Distortion Product Otoacoustic Emissions

Otoacoustic emissions are tiny sounds, or sound energy, that emerge from the inner ear shortly following exposure to external sound. Using a small, comfortable probe tip in the ear canal, sound stimuli consisting of 2 simultaneous tones of different pitches are sent into the cochlea. The resulting sound energy from the hair cells of the cochlea are reflected back into the ear canal, where they are measured by the instrument. Thus, cochlear hair cell functioning can be obtained. This information is used to screen hearing of infants, children, and difficult to test patients.

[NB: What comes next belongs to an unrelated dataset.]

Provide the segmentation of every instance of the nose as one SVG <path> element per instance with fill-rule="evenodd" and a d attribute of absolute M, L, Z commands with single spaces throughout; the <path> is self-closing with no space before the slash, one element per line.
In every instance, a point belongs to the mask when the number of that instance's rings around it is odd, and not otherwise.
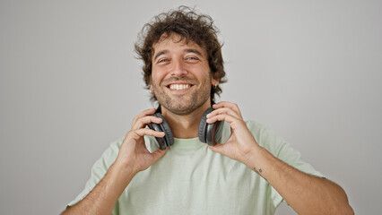
<path fill-rule="evenodd" d="M 173 67 L 171 70 L 171 75 L 183 76 L 187 73 L 185 65 L 181 60 L 173 61 Z"/>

Results from Distortion Product Otoacoustic Emissions can also estimate hearing sensitivity and differentiate between sensory (cochlear damage) and neural (auditory nerve, or VIIIth nerve damage) causes of hearing loss.

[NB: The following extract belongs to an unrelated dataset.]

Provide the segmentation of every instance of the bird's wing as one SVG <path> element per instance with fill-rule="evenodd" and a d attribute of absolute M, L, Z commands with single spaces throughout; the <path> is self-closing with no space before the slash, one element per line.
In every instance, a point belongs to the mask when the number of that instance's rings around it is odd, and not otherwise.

Auditory Brainstem Response (ABR) Testing

This procedure is a neurological test that measures electrical or neurological signals that are induced by the auditory, or VIIIth nerve within the brainstem as it responds to sound. Thus, the ABR is an objective test that evaluates the functioning of the auditory nerve. The auditory nerve may be affected by a benign tumor called an acoustic neuroma that arises near the auditory nerve. Sometimes, a loss of mylin, or a layer of insulation that covers the auditory nerve can cause loss of functioning. In most cases, these types of auditory nerve disorders will affect only one ear. Thus, if hearing loss affects one ear, or hearing loss is more pronounced in one ear, ABR is usually indicated. Results of the ABR also help to determine if a sensorineural hearing loss is due to cochlear damage or auditory nerve damage, and can be a good predictor of success for hearing aid use. The ABR is a painless, non-invasive test involving attachment (or taping) of electrodes to the forehead and behind each ear, along with small insert phones to provide the sound stimuli. The ABR results are obtained while the patient is relaxing, or even asleep. Being subjective, painless, and easy to administer, the ABR can be used to screen hearing of infants, young children, and difficult to test patients.